Inclusion rate refers to the amount of capital gains that is subject to taxation. Between 1972 and 1988, the rate was 50 percent while in 1988, the same went up to 66.66 percent. Two years later, the inclusion rate skyrocketed to 75 percent and in 2000, the government established a lower rate of 66.67 percent. Implemented as a part of the Five-Year Tax Reduction Plan, this cut was the largest in the tax history of the country. The tax rate percentage was actually 2 percent lower than the capital gains tax in the United States. At present, 50 percent of one’s capital gains are subject to taxation in Canada. If your capital gains are $1000, only half of the sum or $500 is taxable. Individuals in the top tax bracket are taxed at approximately 43 percent. The capital gain tax amounts to $500 x 0.43 or $215. The reduction of the inclusion rate is especially beneficial for start-up businesses because it increases their chances to raise financing. Risk-taking and investment is more rewarding because the investors are allowed to retain a larger portion of their gain. Furthermore, international businesses also benefit from investing in Canada.
Canadians are exempted from tax gains under certain circumstances. For example, money from home sales and profits from registered education and registered retirement savings plans are not subject to taxation. Canadian citizens who aim at reducing their capital gains tax have to first determine if they qualify for deductions. Residents of Canada who have been taxpayers during the current tax year are eligible for deductions. In addition, individuals who lease or rent a property in Canada or have resided in the country for at least 183 days are also considered full-time residents. There is a lifetime capital gains exemption in the amount of $750,000 while the deduction for property sale is up to $375,000. In other words, if you sell corporate shares to make a profit, the first $750,000 are received tax-free. Deductions may be claimed on capital gains from dispositions of stocks of small business entities or fishing and farming properties. Unincorporated business entities such as partnerships and sole proprietorships do not qualify for tax exemptions, which is among the major benefits of corporations. Note that the shares of most investment companies don’t qualify for exemption as well.

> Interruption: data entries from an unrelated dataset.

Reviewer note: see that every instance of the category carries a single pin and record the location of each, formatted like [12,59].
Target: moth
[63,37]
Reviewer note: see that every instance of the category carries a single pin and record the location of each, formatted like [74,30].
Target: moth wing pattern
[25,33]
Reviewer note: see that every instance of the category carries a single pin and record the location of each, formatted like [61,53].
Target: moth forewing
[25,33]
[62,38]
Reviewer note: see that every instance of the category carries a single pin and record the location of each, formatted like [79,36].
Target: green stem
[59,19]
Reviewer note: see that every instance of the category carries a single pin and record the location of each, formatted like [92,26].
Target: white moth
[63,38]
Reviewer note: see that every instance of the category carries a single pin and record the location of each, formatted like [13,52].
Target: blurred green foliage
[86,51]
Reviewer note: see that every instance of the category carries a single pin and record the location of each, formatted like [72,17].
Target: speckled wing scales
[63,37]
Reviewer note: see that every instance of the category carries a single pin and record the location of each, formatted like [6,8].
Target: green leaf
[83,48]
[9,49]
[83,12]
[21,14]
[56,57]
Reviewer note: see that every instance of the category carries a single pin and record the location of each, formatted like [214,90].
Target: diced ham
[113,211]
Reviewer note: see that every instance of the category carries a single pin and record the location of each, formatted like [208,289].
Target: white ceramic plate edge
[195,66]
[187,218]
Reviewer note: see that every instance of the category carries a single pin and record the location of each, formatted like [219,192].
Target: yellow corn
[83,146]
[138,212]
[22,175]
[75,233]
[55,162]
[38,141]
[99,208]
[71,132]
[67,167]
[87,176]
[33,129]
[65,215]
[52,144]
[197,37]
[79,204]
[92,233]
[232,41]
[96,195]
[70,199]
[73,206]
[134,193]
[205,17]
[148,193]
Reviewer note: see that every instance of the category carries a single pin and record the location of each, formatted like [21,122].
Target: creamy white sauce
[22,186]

In order to qualify for deductions, persons should have been Canadian residents at the time of disposition. It is also advisable to determine the amount of capital losses during the taxable year, if any. Subtract all losses for the current tax year from your capital gains and if you get a negative balance, you might have a net capital loss. You may carry forward and deduct capital losses from your capital gains in the next tax years. This information has to be recorded on Form T936.